Coppola at number 3??? Are you kidding?? Yes, Godfather was a great film. But the evidence has been stacking up for DECADES now that it was a great film IN SPITE of Coppola, not because of him. And William Wyler's absence from the list immediately destroys all credibility. Sorry.

Unknown said...

Despite the blogger protests I always thought William Wyler was a bit over rated. His films just aren't that personal and they are good in a generic, Oscar baiting way. Of the people that were left out, Fassbinder, Deren, Rosselini, Rohmer, Guy Maddin, and Aldrich are the most worthy. Everything Coppola has done in the '70s was brilliant, and everything he has done since then has been merely good or ok (I did like Tetro more than I expected). Tarantino the icon is actually more important than his body of work (which I do admire), because he inspired half of the newer film makers on the planet (I would argue that Godard did everything he is credited for earlier.)

Dennis Fischer said...

What distinguishes Wyler's work is that he often got superior performances from his actors, making take after take until the performances simply couldn't be bettered. It also helps that he got to work with Gregg Toland, but despite the occasional arresting image, it is not the look but the performances that were the hallmark of a Wyler movie.

Unknown said...

Not too bad a list. The idea that Carol Reed is a better director than Mizoguchi is bizarre and Ozu deserves to be in the top 10 along with Kurosawa.
This is not petty but just lack of exposure to these film makers.

Sean said...

Guy Ritchie? Seriously? Not in the top 50? Snatch, Lock Stock, Rock 'n Rolla?

Anonymous said...

I think the list is fine. The only director I would have liked to see was Tim Burton. Christopher Nolan will be on it eventually.

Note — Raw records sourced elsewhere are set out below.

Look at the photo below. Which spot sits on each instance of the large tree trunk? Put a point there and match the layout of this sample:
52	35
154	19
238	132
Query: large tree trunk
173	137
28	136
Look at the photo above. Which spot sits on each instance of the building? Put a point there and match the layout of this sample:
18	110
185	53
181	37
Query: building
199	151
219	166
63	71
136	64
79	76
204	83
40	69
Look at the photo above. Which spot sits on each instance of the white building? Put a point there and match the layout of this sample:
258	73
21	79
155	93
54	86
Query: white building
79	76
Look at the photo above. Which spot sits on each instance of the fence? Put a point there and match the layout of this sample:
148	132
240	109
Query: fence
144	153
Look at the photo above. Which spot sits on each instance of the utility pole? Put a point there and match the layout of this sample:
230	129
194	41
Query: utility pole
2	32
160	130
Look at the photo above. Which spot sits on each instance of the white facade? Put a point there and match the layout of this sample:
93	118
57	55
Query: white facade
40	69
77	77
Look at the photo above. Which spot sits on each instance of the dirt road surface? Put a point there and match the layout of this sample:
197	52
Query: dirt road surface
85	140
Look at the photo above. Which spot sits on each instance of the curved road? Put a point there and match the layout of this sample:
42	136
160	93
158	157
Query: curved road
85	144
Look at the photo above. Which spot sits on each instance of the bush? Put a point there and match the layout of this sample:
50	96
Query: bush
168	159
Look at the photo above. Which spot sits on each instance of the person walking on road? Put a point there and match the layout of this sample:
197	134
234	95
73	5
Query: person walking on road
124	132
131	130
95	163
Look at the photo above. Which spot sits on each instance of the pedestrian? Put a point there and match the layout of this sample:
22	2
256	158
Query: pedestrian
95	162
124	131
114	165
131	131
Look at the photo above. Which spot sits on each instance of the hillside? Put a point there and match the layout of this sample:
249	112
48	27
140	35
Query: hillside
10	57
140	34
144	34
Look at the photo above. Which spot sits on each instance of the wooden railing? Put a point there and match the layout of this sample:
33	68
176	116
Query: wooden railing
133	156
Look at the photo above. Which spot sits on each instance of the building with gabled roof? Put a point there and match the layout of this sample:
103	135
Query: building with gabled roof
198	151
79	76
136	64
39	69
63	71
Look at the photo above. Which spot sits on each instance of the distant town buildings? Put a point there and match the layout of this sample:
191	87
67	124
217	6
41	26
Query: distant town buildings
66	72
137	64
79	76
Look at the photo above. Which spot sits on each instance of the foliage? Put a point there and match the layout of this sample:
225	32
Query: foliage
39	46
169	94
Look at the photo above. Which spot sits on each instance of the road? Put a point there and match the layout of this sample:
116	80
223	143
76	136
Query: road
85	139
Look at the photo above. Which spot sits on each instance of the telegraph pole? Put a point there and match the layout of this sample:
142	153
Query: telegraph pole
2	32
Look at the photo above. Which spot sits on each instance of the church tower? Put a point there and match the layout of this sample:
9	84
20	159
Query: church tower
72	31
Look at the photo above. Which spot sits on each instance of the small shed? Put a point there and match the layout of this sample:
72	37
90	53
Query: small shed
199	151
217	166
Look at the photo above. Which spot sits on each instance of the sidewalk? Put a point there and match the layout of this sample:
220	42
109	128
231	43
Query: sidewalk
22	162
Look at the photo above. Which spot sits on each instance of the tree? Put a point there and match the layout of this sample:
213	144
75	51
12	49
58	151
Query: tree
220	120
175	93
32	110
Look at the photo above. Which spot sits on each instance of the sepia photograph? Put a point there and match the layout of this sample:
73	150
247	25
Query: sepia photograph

Guy Ritchie does NOT deserve to be on it. Neither do some of the other randoms people have mentioned. Oh and men are better than woman at directing (I don't know why)

As long as Kubrick, Hitchcock, Scorsese, Coens, Fellini and Bergman are on the list, I'm happy.

Reilly VJ said...

Why are the Japanese directors list with their last name first? The Japanese don't put their last name first. Koreans, Chinese and most other countries do but the Japanese don't

Iain Stott said...

Actually Sheillz, the Japanese do put their family names first. It's just that, for some reason, it's more commonly written the other way round in western publications. Though some film magazines, like Sight & Sound, do now print Japanese names in this more correct way.